Introduction To Big Data

Introduction To Big Data

In this post, we will see What is “BIGDATA” and What Does “BIGDATA” mean?
Are you ready to take “BIGDATA” insights in this post?

What is Bigdata?
Some people says when dataset/data is large (or) volume is huge then data is termed as “BIGDATA”. Some people says when we are not able to store the data on laptop then it is termed as “BIGDATA”. We get many such definitions regarding “BIGDATA”.

FORMAL DEFINATION GIVEN BY IBM IS:
Any data which is characterized by 3v’s is termed as “BIGDATA”.
These are:
1) Volume
2) Variety
3) Velocity

1) Volume: Volume/Amount of data should be Large enough, It should be some Terabytes or petabytes so that a single System (Machine) is incapable of handling it.

Example:
Facebook users upload more than 900+ million photos in a day. which is Huge volume of data, traditional system incapable of handling them.

2) Variety: Data can be any of the below given three types:-
a) Structured: Like RDBMS Databases, Oracle, Mysql etc.

b) SemiStructured: Like Csv, Xml, Json etc.

c) Unstructured: Like Audio, Video, Image, Logfiles etc.

It is not like traditional database “RDBMS” where data we get in a structured manner can be of any type as shown above.

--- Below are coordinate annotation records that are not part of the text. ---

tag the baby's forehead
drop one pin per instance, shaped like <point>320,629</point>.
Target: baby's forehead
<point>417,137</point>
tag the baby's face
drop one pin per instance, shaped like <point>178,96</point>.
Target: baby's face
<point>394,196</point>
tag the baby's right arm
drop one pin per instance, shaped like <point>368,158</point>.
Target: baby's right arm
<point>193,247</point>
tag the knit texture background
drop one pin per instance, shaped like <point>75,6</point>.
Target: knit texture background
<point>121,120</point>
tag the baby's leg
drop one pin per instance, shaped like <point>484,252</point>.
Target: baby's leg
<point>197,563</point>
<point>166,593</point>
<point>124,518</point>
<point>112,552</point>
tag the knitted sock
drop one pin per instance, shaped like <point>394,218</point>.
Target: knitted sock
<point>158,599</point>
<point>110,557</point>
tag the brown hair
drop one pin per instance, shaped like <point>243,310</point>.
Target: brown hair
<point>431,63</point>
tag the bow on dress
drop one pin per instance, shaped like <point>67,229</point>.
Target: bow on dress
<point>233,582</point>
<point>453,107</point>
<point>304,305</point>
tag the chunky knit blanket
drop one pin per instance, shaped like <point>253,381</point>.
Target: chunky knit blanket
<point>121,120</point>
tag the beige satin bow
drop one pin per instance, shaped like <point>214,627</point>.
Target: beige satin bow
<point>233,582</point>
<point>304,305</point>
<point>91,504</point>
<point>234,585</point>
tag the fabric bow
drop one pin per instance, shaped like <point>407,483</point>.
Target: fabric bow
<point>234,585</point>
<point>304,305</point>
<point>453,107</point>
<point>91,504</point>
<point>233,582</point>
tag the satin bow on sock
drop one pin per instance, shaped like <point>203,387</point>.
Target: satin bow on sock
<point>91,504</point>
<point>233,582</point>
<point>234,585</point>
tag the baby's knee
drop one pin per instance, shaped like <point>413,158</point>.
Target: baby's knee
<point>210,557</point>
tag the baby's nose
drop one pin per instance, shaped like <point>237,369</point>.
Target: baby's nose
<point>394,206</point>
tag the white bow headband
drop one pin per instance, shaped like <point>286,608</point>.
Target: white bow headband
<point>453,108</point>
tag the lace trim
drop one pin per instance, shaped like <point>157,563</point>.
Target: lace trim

3) Velocity: Speed/intensity at which data is coming is termed to be “Velocity”. In simple words the speed at which “Ingesting data”, “processing data” and “retrieving data”(response) is termed as “Velocity”.

Example:
Remember our Facebook example? 250+ billion images may seem like a lot. But if you want your mind blown,
consider this: Facebook users upload more than 900+ million photos a day. So that 250+ billion number from last year will seem like a drop in the bucket in a few/some months. Velocity is the measure of how fast the data is come in. Facebook has to handle a tsunami of photographs on daily basis. It has to ingest it all, process it, file it, and somehow, later, be able to retrieve it.

According to Ibm Formal definition, the Dataset with above 3 characteristics is termed as “Bigdata.”

There might be 4v’s,5v’s and so-on…….

4v’s are somewhat relevant and let’s talk about 4th v:

3v’s are same as above discussed and 4th ‘V’ is “Veracity”

Veracity: The Quality of the data that is being analyzed is termed as “Veracity”.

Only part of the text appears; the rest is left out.